Jamaica: Opposition says no to hanging

Jamaica: Opposition says no to hanging

Jamaica Observer:- THE Opposition yesterday poured cold water on National Security Minister Robert Montague’s announcement that he is contemplating the resumption of hanging in Jamaica, arguing that the death penalty does not act as a deterrent to murder and is not the solution the country’s nagging problem of violent crime.

According to Opposition spokesman on justice and governance, Senator Mark Golding, countries in the world that have abolished the death penalty generally remain the safest, with the least number of murders.

“Those states in the United States which retain and apply the death penalty (for example Texas) are not the states which enjoy the lowest murder rates in the US. The active use of the death penalty in Jamaica did not prevent the carnage of murders in 1980,” Golding said.

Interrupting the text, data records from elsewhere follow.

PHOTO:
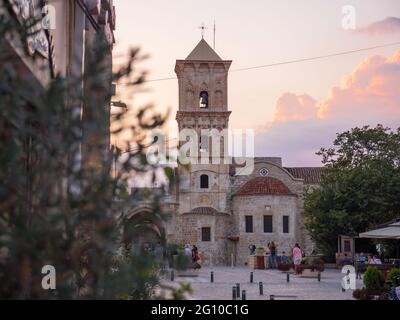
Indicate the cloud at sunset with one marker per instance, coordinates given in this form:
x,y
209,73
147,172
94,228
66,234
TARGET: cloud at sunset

Noting that it is not necessary for the resumption of hanging at this time, he said that murders have declined by 40 per cent since the extradition of Christopher ‘Dudus’ Coke in 2010, during an era where the death penalty was not a factor.

He said that the Opposition is of the view that the death penalty cannot be the solution to Jamaica’s problem of violent crime.

“Violent crime in Jamaica has several root causes, and curbing it requires solutions that address those causes,” he said.

Golding suggested that Jamaica needs, among other things, growth with equity that creates good-quality employment opportunities for our people, so that they aren’t drawn towards criminal organisations and violent crime.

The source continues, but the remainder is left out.